Solution: Replace ${DS_PROMETHEUS} in the Dashboard JSON with the actual Prometheus datasource UID.
# 1. Get Prometheus datasource UID
curl -s -u admin:your_password http://localhost:3000/api/datasources | python3 -m json.tool
# Find the "uid": "xxxxxxxxx" value
# 2. Export Dashboard JSON
curl -s -u admin:your_password http://localhost:3000/api/dashboards/uid/vllm-master-v2 > dashboard.json
# 3. Replace the variable (using python3 for JSON handling)
python3 -c "
import json
with open('dashboard.json', 'r') as f:
data = json.load(f)
json_str = json.dumps(data)
json_str = json_str.replace('\${DS_PROMETHEUS}', 'YOUR_PROMETHEUS_UID')

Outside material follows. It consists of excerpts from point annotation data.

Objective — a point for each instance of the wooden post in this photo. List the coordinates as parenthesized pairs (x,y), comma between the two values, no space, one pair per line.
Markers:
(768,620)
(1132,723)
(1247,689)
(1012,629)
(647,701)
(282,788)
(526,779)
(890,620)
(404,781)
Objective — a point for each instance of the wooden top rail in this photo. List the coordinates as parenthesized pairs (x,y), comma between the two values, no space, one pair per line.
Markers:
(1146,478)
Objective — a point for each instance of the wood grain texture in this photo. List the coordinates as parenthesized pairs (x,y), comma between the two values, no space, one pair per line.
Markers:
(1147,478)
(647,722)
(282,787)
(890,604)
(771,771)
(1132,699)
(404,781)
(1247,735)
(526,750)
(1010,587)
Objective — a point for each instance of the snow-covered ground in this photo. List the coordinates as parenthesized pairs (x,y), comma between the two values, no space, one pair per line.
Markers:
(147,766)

with open('dashboard_fixed.json', 'w') as f:
f.write(json_str)
print('Replaced successfully')
"
# 4. Re-import the dashboard
curl -s -u admin:your_password -X POST http://localhost:3000/api/dashboards/db \
-H 'Content-Type: application/json' \
-d @dashboard_fixed.json
Prevention: Before importing a Dashboard, ensure Prometheus datasource is configured in Grafana and that variable references in the Dashboard JSON can be resolved. For official Grafana Dashboards (like ID 24756), it's recommended to verify datasource references after import.